On April 29, 2015, the U.S. Supreme Court decided  Mach Mining, LLC v. EEOC, unanimously holding that courts may review whether the Equal Employment Opportunity Commission (EEOC) fulfilled its statutory duty to attempt to conciliate discrimination claims under the Title VII before filing suit.

This decision was a partial victory for employers. Although the Court rejected the EEOC’s longstanding position that pre-suit conciliation efforts are shielded from judicial review, it defined the scope of judicial review narrowly and recognized that the appropriate remedy is an order requiring the EEOC to undertake the mandated conciliation efforts rather than dismissal or other more meaningful relief.

The good news is that courts can no longer simply “accept the EEOC’s say-so that it complied with the law,” and instead must determine whether “the EEOC actually, and not just purportedly, tried to conciliate a discrimination charge.”

The bad news is that this will be a “relatively bare-bones review” with courts simply assessing whether the EEOC has:

(1) Informed the employer about the specific allegation (as the EEOC typically does in a letter announcing its determination of “reasonable cause”) and described both what the employer allegedly has done and which employees (or what class of employees) have allegedly suffered as a result.

(2) Engaged the employer in some form of discussion (whether written or oral) so as to give the employer an opportunity to remedy the allegedly discriminatory practice.  By rejecting the employer’s position that courts should assess whether the EEOC has negotiated in good faith and adhered to a code of conduct, the Court made clear that the EEOC retains expansive discretion under Title VII as to “how to conduct conciliation efforts and when to end them.”

It is too early to tell whether this decision will impose any meaningful restraint on EEOC conciliation practices.
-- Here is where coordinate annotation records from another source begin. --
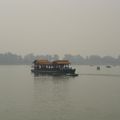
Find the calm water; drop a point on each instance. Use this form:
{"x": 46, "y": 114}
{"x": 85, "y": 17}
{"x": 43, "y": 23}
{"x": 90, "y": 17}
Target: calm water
{"x": 94, "y": 95}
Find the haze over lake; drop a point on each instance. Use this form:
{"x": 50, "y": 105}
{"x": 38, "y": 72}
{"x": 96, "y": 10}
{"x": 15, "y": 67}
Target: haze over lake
{"x": 60, "y": 26}
{"x": 94, "y": 95}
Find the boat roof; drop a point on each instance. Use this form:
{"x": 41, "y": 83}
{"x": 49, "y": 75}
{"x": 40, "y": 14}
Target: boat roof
{"x": 61, "y": 62}
{"x": 42, "y": 62}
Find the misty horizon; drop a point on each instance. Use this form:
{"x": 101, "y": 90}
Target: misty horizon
{"x": 57, "y": 27}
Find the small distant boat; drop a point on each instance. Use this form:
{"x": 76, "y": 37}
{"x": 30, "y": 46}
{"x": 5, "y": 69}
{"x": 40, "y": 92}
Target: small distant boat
{"x": 98, "y": 67}
{"x": 54, "y": 68}
{"x": 108, "y": 66}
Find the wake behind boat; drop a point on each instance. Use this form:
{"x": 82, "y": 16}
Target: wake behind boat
{"x": 58, "y": 67}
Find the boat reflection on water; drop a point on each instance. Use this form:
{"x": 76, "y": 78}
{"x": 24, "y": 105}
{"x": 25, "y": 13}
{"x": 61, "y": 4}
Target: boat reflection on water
{"x": 54, "y": 68}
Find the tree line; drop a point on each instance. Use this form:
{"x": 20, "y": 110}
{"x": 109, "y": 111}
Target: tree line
{"x": 14, "y": 59}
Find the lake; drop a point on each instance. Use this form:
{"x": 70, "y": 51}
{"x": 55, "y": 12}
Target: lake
{"x": 93, "y": 95}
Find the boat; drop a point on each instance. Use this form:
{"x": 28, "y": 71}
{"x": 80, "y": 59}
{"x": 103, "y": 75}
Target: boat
{"x": 55, "y": 68}
{"x": 108, "y": 66}
{"x": 98, "y": 67}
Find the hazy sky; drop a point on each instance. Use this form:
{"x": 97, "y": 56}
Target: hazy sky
{"x": 82, "y": 27}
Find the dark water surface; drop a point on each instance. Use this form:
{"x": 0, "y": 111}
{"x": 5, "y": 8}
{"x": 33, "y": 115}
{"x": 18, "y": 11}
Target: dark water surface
{"x": 94, "y": 95}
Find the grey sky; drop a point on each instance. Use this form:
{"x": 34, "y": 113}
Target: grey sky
{"x": 60, "y": 26}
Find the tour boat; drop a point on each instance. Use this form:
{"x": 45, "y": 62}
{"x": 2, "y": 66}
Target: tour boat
{"x": 57, "y": 67}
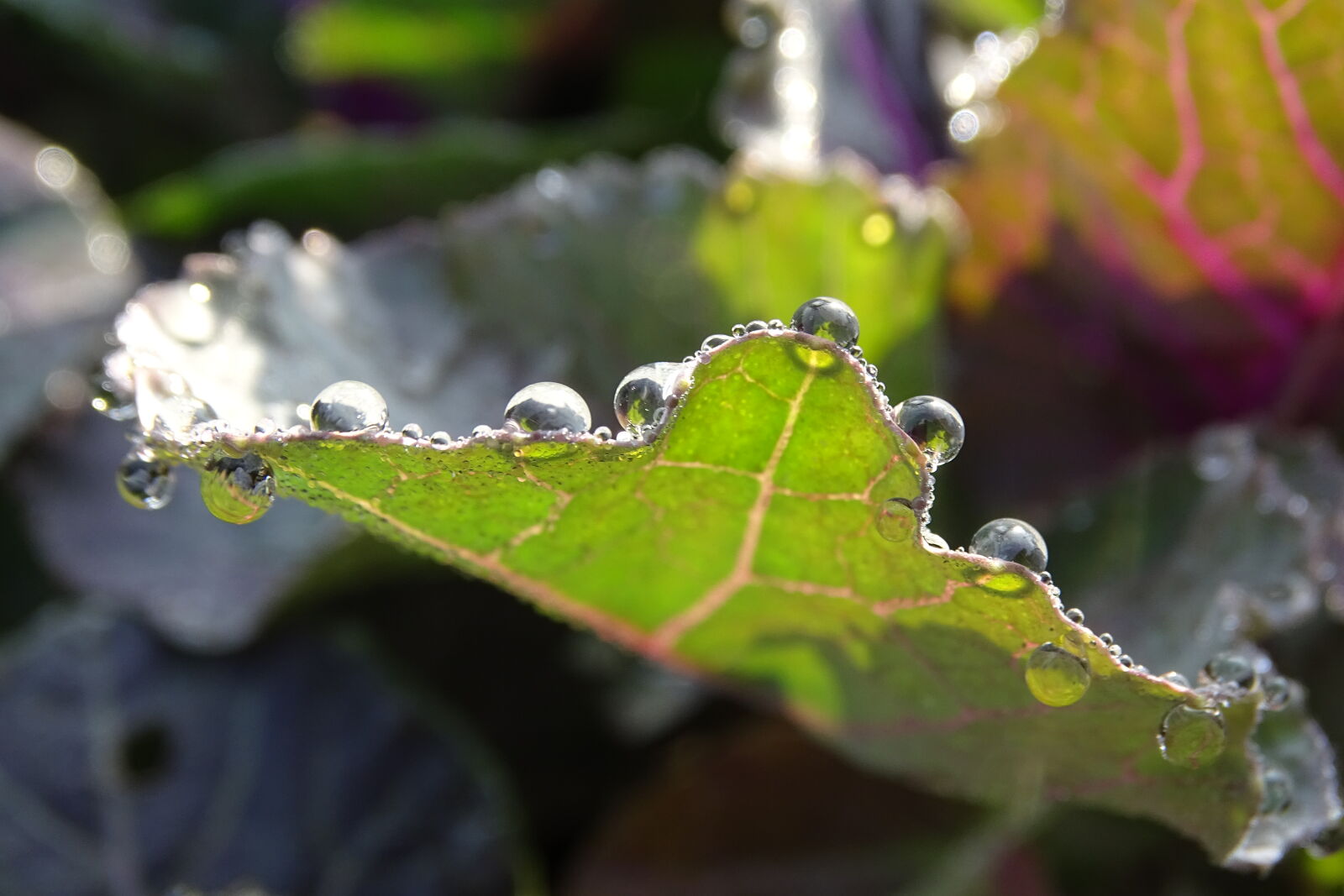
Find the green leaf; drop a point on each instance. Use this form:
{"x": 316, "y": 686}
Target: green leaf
{"x": 743, "y": 546}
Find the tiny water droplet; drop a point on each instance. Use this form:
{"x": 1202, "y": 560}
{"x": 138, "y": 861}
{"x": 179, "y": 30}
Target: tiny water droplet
{"x": 897, "y": 520}
{"x": 1276, "y": 790}
{"x": 1230, "y": 668}
{"x": 934, "y": 425}
{"x": 1014, "y": 540}
{"x": 349, "y": 406}
{"x": 548, "y": 407}
{"x": 1277, "y": 692}
{"x": 828, "y": 318}
{"x": 145, "y": 479}
{"x": 1055, "y": 676}
{"x": 644, "y": 392}
{"x": 1189, "y": 736}
{"x": 936, "y": 542}
{"x": 1176, "y": 679}
{"x": 237, "y": 490}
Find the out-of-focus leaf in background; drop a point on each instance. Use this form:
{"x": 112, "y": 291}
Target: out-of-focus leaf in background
{"x": 128, "y": 768}
{"x": 65, "y": 269}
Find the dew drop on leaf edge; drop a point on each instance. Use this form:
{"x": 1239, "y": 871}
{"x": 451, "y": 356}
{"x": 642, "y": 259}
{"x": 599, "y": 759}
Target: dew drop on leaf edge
{"x": 1055, "y": 676}
{"x": 1014, "y": 540}
{"x": 145, "y": 479}
{"x": 934, "y": 425}
{"x": 349, "y": 406}
{"x": 643, "y": 392}
{"x": 548, "y": 407}
{"x": 1189, "y": 736}
{"x": 830, "y": 318}
{"x": 237, "y": 490}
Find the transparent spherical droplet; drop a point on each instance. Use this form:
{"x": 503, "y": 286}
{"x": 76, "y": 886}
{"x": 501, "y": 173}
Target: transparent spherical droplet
{"x": 934, "y": 425}
{"x": 897, "y": 520}
{"x": 1189, "y": 736}
{"x": 828, "y": 318}
{"x": 1230, "y": 668}
{"x": 237, "y": 490}
{"x": 644, "y": 392}
{"x": 548, "y": 407}
{"x": 145, "y": 479}
{"x": 1055, "y": 676}
{"x": 349, "y": 406}
{"x": 1014, "y": 540}
{"x": 1277, "y": 692}
{"x": 1276, "y": 790}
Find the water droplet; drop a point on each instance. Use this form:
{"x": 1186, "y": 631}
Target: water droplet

What is clear, however, is there is now at least some modicum of accountability and judicial oversight, albeit with narrow review and limited remedies.This decision leaves several key questions unanswered, including whether the EEOC’s separate statutory duty to investigate the merits of a charge is likewise subject to judicial review (and the appropriate remedy if the EEOC fails to do so), whether the EEOC’s duties differ depending on whether future (injunction) or past (monetary damages) relief is sought, and the nature and extent of discovery permitted on the EEOC’s conciliation or investigative efforts.